« Tu n’as pas le droit de garder le nom de mon fils ! » — Mon combat pour rester mère et femme
« Tu n’as pas le droit de garder le nom de mon fils après le divorce ! »
Le cri de ma belle-mère, Monique, a claqué dans l’air comme une gifle. Je suis restée figée, la main crispée sur la tasse de café, incapable de répondre. Paul, mon ex-mari, s’est contenté de détourner les yeux, comme s’il n’était qu’un invité gêné dans sa propre histoire. Mon fils, Lucas, jouait dans sa chambre, inconscient du séisme qui secouait notre salon.

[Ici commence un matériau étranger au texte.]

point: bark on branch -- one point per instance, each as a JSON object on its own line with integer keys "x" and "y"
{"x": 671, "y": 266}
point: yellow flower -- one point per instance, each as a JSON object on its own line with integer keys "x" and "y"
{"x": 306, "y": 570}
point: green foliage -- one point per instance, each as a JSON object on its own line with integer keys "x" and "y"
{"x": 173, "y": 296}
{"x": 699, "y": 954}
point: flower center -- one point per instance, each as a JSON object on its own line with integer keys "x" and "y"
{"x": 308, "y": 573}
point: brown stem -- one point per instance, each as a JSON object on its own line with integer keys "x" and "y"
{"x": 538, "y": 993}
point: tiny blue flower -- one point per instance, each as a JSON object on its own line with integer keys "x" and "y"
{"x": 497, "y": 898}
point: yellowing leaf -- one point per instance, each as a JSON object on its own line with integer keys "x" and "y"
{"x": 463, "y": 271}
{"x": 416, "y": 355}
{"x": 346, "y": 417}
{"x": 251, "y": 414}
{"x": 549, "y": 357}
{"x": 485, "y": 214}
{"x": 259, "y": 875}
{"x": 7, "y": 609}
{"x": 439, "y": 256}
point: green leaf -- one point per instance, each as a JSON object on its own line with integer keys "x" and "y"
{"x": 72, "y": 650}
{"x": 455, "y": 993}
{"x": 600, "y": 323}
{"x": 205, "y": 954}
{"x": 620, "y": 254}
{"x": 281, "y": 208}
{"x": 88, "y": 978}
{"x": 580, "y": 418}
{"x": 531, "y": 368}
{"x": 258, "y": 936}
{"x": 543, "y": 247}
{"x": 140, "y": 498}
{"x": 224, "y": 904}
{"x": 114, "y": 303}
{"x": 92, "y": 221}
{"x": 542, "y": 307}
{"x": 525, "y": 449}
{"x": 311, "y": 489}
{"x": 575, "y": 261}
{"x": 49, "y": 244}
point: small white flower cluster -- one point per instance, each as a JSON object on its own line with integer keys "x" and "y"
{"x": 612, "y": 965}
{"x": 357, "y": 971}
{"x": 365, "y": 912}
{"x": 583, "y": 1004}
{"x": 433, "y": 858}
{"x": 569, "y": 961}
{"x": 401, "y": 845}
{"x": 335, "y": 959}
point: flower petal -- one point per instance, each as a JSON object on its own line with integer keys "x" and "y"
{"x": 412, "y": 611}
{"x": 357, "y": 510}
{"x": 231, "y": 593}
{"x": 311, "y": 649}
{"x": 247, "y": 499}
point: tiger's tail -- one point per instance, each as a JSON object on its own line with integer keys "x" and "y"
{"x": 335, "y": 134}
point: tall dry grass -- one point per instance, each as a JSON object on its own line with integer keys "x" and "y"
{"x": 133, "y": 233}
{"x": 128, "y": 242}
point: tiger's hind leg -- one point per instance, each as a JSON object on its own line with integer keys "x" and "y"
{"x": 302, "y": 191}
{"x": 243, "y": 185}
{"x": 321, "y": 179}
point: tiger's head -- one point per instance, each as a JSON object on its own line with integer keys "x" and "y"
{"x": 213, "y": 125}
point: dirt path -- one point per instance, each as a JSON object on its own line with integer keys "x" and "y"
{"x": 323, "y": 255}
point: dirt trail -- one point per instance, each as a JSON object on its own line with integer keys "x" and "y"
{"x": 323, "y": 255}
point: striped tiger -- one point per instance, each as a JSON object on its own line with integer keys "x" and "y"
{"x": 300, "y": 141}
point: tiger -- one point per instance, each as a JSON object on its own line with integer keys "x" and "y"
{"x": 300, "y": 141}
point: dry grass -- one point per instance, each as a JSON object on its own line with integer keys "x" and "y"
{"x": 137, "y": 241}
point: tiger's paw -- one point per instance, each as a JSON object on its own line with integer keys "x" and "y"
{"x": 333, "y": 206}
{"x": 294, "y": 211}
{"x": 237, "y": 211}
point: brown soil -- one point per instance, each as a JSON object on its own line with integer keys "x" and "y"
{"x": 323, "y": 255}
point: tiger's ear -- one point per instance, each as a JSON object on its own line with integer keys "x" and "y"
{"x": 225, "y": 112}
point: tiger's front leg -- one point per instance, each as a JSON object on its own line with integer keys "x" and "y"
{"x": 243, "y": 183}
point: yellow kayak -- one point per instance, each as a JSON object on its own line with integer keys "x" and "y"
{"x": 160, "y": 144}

Je m’appelle Claire Dubois. Enfin… Claire Martin-Dubois depuis dix ans. Dix ans à porter le nom de Paul, à m’effacer derrière ses ambitions, à sourire aux repas de famille où je n’étais jamais vraiment « des leurs ». Dix ans à faire semblant que tout allait bien, alors que je me noyais dans les non-dits et les regards en coin.
Le divorce a été prononcé il y a trois semaines. Je croyais naïvement que la tempête était passée. Mais ce matin-là, Monique est arrivée sans prévenir, armée de ses certitudes et de son mépris. Elle voulait que je renonce au nom « Martin », celui que je partageais avec Lucas. « Ce nom ne t’appartient plus », a-t-elle répété, la voix tremblante de colère. « Tu n’es plus une Martin. »
J’ai senti la honte m’envahir, puis la colère. Pourquoi devrais-je effacer une partie de moi ? Pourquoi devrais-je expliquer à Lucas que sa mère ne porte plus son nom ?
— Monique, ai-je murmuré, ce n’est pas qu’un nom. C’est aussi celui de Lucas. Je suis sa mère.
Elle a éclaté :
— Justement ! Tu veux qu’il soit perdu entre deux mondes ? Tu veux qu’on dise que tu profites encore de notre famille ?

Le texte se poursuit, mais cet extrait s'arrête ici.